You see I really, really like to ride my bike. In fact I enjoy riding it ten times more than the things I see as I’m up in the saddle. The whole of 2011 was a quest for the perfect ride as I shagged myself out around the UK trying to chase down the best roads, the hardest climbs and the most thrilling descents. Quite frankly, I bloody hate stopping. I never go down a small lane to look at a neolithic fertility rock and it would be impossible to draw me into a museum of cup cakes.
Touring just is not my thing and ladening my bike up isn’t either. Anything that detracts from the pure riding experience ends up deleted from my two wheeled “todo” list which explains why I rode Lands End to John O’Groats with only a change of clothes and folding shoes stuffed into a bar bag. Even then I cursed the bike’s weight as I tried to climb up onto the Long Mynd like Pantani but felt like Jo Brand instead.

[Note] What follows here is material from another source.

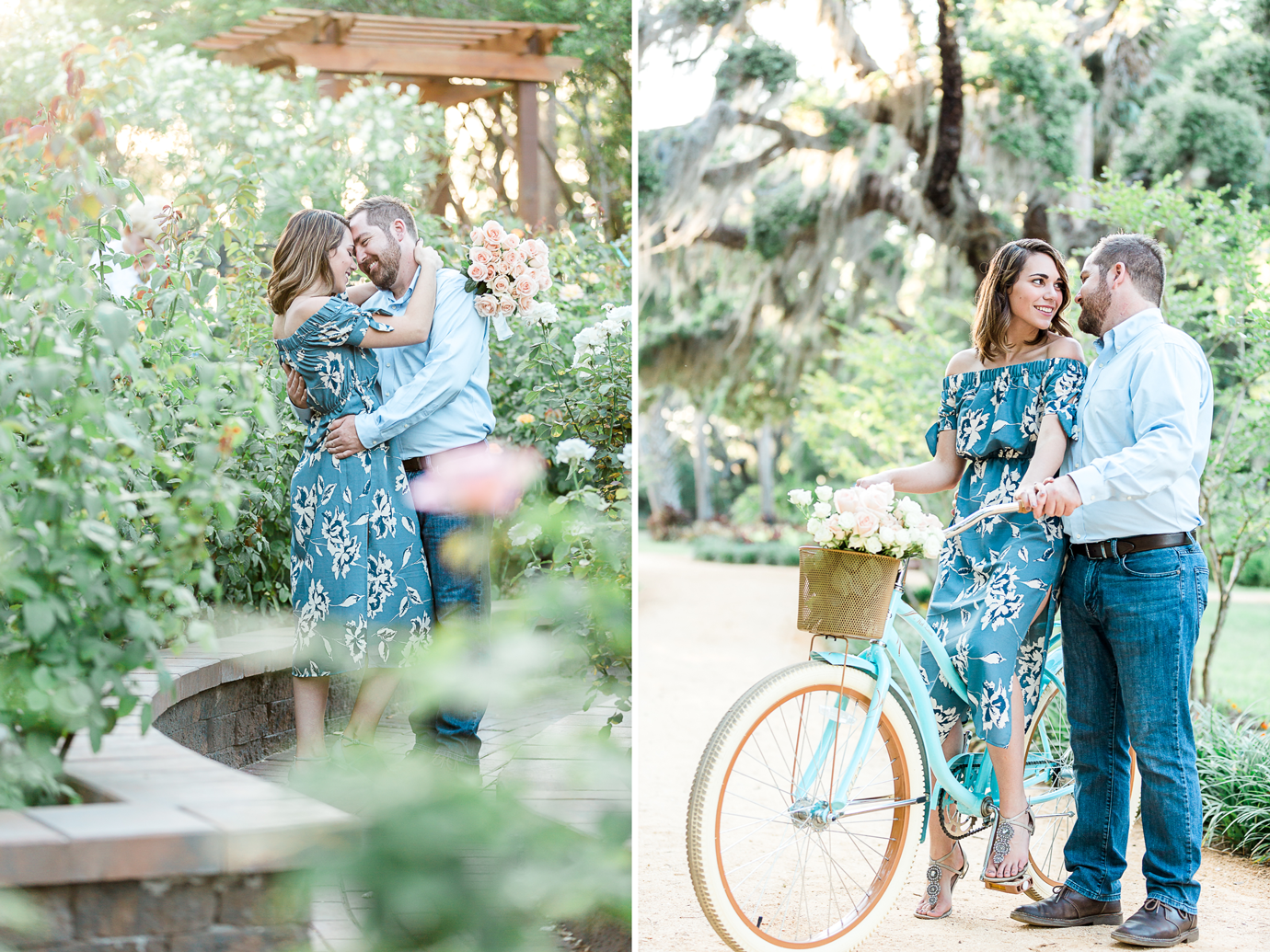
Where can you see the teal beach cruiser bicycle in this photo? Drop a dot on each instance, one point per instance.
(812, 797)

So the two of us have completely separate obsessions and I hope that we can agree to both covet the title in our own separate ways. Because truth be told, even if I had known about the blog title I’d have still used it as the title of my book. It perfectly describes the contents and perfectly describes my continuing obsession with the sport.

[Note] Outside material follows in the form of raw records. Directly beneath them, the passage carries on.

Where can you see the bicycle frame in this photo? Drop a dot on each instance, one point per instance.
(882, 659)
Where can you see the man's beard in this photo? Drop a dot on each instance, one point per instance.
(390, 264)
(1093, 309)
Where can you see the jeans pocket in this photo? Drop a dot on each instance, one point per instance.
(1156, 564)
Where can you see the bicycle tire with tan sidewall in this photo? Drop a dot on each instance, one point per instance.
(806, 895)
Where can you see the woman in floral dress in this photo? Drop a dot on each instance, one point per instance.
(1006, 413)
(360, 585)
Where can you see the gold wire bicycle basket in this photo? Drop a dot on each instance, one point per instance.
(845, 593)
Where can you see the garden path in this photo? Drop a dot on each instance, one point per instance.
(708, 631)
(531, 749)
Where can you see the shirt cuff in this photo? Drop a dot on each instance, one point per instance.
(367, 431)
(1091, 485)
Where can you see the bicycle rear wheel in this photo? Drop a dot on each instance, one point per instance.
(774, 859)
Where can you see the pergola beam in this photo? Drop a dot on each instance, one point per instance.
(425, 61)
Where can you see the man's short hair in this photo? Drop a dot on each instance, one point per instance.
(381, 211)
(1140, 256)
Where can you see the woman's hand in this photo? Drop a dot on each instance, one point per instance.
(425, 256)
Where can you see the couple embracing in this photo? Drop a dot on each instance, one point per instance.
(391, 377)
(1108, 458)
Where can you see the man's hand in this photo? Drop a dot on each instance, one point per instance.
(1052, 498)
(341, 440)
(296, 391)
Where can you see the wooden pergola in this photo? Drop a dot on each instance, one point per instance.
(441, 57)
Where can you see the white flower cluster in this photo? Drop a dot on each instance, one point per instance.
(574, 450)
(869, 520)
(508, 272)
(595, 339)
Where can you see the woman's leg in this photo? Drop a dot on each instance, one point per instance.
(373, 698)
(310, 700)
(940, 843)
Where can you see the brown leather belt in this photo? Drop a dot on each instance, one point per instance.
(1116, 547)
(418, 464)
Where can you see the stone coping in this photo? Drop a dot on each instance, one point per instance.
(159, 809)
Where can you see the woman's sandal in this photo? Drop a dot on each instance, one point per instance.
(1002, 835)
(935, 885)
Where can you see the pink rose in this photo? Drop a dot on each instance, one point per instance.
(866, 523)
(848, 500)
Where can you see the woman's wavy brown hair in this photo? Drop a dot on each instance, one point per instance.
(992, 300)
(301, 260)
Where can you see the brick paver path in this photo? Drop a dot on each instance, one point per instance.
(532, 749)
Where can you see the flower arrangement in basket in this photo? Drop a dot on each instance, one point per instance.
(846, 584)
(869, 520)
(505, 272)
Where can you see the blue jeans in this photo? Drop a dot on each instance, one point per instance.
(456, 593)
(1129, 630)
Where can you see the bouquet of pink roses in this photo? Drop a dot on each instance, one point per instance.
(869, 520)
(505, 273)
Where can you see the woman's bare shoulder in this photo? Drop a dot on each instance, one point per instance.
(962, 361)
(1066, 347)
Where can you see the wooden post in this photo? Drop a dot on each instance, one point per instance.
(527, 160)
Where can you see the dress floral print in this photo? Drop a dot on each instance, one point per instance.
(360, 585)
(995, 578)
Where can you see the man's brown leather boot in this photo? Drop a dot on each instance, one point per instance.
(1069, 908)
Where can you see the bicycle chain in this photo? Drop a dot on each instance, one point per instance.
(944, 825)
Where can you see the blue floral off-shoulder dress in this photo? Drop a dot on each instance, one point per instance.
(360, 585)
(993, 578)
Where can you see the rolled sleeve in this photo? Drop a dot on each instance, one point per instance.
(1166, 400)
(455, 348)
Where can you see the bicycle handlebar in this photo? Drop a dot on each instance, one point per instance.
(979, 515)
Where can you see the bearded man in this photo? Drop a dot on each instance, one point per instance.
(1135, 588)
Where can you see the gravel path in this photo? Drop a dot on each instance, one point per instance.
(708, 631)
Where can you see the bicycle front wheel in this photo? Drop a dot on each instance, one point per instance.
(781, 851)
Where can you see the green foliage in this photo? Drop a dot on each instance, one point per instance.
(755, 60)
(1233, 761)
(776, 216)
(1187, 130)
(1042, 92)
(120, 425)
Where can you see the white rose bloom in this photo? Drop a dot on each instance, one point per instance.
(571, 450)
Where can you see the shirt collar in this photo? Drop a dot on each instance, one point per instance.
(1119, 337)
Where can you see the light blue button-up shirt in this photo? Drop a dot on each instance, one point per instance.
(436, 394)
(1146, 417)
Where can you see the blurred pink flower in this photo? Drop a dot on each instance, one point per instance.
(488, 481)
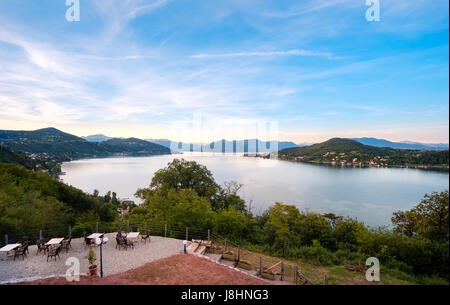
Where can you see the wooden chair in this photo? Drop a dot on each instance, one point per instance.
(20, 251)
(129, 243)
(121, 242)
(88, 242)
(66, 245)
(54, 252)
(42, 247)
(146, 237)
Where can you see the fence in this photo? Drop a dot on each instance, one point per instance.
(264, 266)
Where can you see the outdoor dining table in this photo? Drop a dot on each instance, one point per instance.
(133, 235)
(96, 235)
(54, 241)
(8, 248)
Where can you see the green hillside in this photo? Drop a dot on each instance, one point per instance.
(18, 158)
(346, 152)
(51, 144)
(32, 200)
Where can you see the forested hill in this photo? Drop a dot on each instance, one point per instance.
(8, 156)
(346, 152)
(55, 145)
(33, 201)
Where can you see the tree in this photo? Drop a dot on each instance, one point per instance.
(232, 187)
(429, 218)
(182, 174)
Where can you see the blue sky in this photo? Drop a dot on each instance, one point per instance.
(146, 67)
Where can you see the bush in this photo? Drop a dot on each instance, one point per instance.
(318, 254)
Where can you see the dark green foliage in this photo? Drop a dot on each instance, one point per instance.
(8, 156)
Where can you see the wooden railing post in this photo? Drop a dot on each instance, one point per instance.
(260, 266)
(295, 275)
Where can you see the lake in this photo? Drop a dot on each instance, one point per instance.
(368, 194)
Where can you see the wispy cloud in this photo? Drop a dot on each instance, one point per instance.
(295, 52)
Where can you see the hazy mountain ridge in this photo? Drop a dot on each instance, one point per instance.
(97, 138)
(239, 146)
(57, 146)
(347, 152)
(401, 145)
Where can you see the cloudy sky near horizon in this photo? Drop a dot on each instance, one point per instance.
(146, 68)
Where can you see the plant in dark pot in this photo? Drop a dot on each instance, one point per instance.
(91, 260)
(229, 255)
(245, 265)
(268, 274)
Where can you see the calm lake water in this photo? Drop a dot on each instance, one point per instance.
(368, 194)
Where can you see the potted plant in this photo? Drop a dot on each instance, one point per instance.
(215, 250)
(245, 265)
(91, 260)
(229, 255)
(268, 274)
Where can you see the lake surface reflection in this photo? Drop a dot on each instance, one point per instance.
(368, 194)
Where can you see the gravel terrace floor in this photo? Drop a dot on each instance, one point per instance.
(114, 260)
(181, 269)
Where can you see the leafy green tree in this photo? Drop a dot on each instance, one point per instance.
(429, 218)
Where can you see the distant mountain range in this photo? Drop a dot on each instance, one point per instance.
(55, 145)
(97, 138)
(234, 146)
(347, 152)
(401, 145)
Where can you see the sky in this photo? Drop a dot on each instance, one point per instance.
(207, 69)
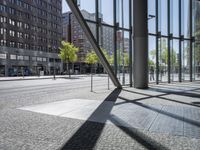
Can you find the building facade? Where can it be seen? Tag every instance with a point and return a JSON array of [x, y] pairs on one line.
[[72, 32], [163, 36], [30, 35]]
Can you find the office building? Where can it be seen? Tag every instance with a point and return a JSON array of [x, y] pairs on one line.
[[30, 35]]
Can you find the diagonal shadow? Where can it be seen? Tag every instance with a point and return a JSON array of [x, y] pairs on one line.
[[88, 134], [183, 93], [158, 96], [181, 118], [137, 135]]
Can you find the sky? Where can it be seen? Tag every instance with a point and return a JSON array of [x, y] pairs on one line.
[[107, 12], [65, 7]]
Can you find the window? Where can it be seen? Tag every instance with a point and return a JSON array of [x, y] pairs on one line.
[[12, 44], [13, 57], [19, 45], [3, 43], [33, 58], [2, 31], [11, 22], [26, 46], [26, 36], [44, 59], [2, 19], [11, 11], [26, 58], [26, 26], [12, 33], [19, 24], [19, 34], [39, 58], [2, 8], [2, 56], [20, 57]]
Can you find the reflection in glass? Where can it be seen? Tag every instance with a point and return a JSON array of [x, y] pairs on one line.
[[152, 58], [185, 60], [163, 59], [174, 58]]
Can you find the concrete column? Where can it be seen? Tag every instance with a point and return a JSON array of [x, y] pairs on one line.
[[140, 38]]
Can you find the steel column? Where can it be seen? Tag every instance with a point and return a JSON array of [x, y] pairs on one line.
[[74, 8]]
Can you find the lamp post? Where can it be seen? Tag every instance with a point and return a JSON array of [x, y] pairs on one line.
[[54, 71]]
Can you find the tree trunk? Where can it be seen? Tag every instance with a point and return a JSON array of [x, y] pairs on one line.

However, I’m going to take some preventative measures to ensure that this doesn’t happen again by offering an early public glimpse. There’s a clue about one of my forthcoming titles in this blog already. I’m staying cagey about the name though as I think it is “pinchable” I’m happy to tell you that I’ve also got the following in the pipeline:-
“A long space with ME in the middle” - will be my next Kindle book, I will leave you to guess the rest
“Setting the Record Straight” - is the planned title of my Year Record book
“Sublime LEJOG” - is the piss poor working title of my Land’s End to John O’Groats guide
“My Dad, the Idiot” - is the new book my thirteen year old daughter is currently writing
Sadly the only writing progress this week is the sixteen hundred words you are reading now along with a small chapter that I wrote about Tommy Godwin’s childhood. The rest of the hours have been taken by computer based hackery as Andy and I toil towards the first milestone of our new business. My return to full time programming has necessitated the removal of the swear box from the shed. It’s been a really frustrating week as I’ve discovered that the things I want the computer to do can’t be done in the way I’ve spent two days trying to do them. Days of graceful retreats and optimistic advances have ensued, but I end the week with an app that fires up on my mobile phone screen and proudly announces “Hello World”.
Dave
13th April 2012
ps. Forgot to say, I'm buying a new bike soon hahahahahahhahhahhahahahahhahahahhahahahahahahhahahaha!